Une délégation de diverses organisations de la société civile nicaraguayenne a dénoncé le gouvernement du président Daniel Ortega pour violations des droits de l’homme lors d’une session d’évaluation organisée par le Comité des droits de l’homme des Nations Unies à Genève.
Des membres de diverses organisations d’opposition telles que Urnas Abiertas, ainsi que l’Association des mères d’avril (AMA) et le Collectif nicaraguayen des droits de l’homme Plus jamais ça ont participé à la réunion, qui a eu lieu mercredi. .
Le président du Comité des droits de l’homme des Nations unies, Photini Pazartzis, a déclaré que la situation au Nicaragua « se détériore très sérieusement ».
Il a indiqué qu’en raison de l’absence d’un représentant du Nicaragua, la séance prévue jeudi a été suspendue, cependant dans 48 heures Managua pourra envoyer ses avis sur la question.
« Une fois de plus, l’État du Nicaragua manque à ses obligations internationales. Il n’a pas comparu devant le comité aujourd’hui. Il n’a pas répondu à la liste des questions dressée par le groupe d’experts dans le cadre de ce comité et, par conséquent, il n’a pas assumé la responsabilité qu’il avait au moment de la signature du traité soumis à examen », a déclaré l’avocate Wendy Flores, de le groupe des droits de l’homme Nicaragua Never Again.
Olga Valle, de l’organisation Urnas Abiertas, a déclaré que, malgré l’absence et l’isolement de l’État nicaraguayen, le groupe d’experts du comité a posé des questions sur des points spécifiques qu’ils souhaitaient connaître sur le pays.
En ce sens, il a souligné qu’il était fait référence à la série d’irrégularités documentées lors des élections générales de 2021, et des élections municipales prévues pour novembre 2022, ainsi que le manque d’indépendance judiciaire, les mauvais traitements et la torture dont le les femmes sont des victimes, des prisonniers politiques, entre autres problèmes.
« Le comité a souligné et reconnu le travail des organisations de la société civile pour la documentation et la dénonciation de la situation au Nicaragua.
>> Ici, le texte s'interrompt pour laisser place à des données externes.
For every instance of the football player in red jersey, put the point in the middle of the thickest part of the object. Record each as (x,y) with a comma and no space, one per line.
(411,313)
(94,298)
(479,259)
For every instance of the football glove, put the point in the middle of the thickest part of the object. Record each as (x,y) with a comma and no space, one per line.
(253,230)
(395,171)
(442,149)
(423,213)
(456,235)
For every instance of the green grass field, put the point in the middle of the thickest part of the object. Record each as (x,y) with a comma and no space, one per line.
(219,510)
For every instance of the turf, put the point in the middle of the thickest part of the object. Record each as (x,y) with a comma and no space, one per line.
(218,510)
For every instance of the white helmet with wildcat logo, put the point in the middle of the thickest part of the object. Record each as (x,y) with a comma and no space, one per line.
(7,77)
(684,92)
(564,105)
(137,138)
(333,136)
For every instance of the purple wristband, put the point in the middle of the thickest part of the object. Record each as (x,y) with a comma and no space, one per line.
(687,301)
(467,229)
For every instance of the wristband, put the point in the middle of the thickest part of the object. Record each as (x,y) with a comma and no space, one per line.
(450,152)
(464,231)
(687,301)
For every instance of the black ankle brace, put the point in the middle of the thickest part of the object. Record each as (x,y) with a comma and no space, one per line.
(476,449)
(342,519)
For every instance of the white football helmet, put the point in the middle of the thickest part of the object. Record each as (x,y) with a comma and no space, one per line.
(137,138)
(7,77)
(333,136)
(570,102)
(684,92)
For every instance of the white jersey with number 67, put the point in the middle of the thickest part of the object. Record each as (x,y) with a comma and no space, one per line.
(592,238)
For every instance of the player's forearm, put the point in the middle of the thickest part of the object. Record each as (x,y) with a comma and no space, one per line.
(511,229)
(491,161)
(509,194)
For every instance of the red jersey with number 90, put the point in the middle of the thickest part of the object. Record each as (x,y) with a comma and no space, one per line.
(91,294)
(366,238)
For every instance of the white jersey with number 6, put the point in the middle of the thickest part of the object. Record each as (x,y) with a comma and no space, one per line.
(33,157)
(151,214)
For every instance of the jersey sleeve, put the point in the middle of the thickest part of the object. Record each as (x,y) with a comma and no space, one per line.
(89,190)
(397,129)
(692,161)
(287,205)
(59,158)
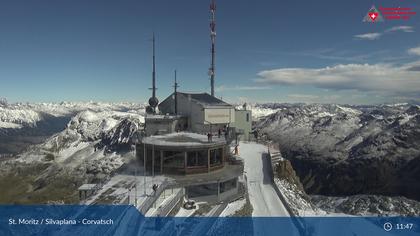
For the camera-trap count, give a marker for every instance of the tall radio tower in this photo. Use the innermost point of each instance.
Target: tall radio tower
(213, 39)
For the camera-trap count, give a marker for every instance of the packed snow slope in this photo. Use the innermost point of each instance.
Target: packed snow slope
(262, 195)
(345, 150)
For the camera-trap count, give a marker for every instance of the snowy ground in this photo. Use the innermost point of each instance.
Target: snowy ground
(262, 195)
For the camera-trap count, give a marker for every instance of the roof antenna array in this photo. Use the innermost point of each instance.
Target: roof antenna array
(153, 101)
(213, 39)
(176, 95)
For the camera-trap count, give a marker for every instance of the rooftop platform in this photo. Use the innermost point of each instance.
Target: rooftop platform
(227, 172)
(183, 139)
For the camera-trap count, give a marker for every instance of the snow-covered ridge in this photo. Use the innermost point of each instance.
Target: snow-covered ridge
(18, 115)
(85, 130)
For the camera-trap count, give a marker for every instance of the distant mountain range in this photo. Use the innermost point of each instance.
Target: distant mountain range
(346, 150)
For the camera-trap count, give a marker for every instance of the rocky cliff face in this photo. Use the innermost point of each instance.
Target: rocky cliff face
(347, 150)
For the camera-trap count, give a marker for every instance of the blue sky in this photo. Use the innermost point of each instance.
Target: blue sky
(267, 51)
Il a remercié et, surtout, reconnu l’importance de cela pour pouvoir résoudre les problèmes soumis à ces questions », a déclaré Alexandra Salazar, de l’Unité de défense juridique.
Nicaragua depuis 2018, lorsque des manifestations ont éclaté contre le président Daniel Ortega qui ont fait plus de 300 morts, selon la Commission interaméricaine des droits de l’homme (CIDH).
Ortega, un ancien guérillero de gauche de 76 ans, a déclaré que les manifestations à l’époque étaient dues à une prétendue tentative de coup d’État contre son gouvernement, qui célèbre 15 années consécutives en 2022 et sous des allégations de fraude électorale.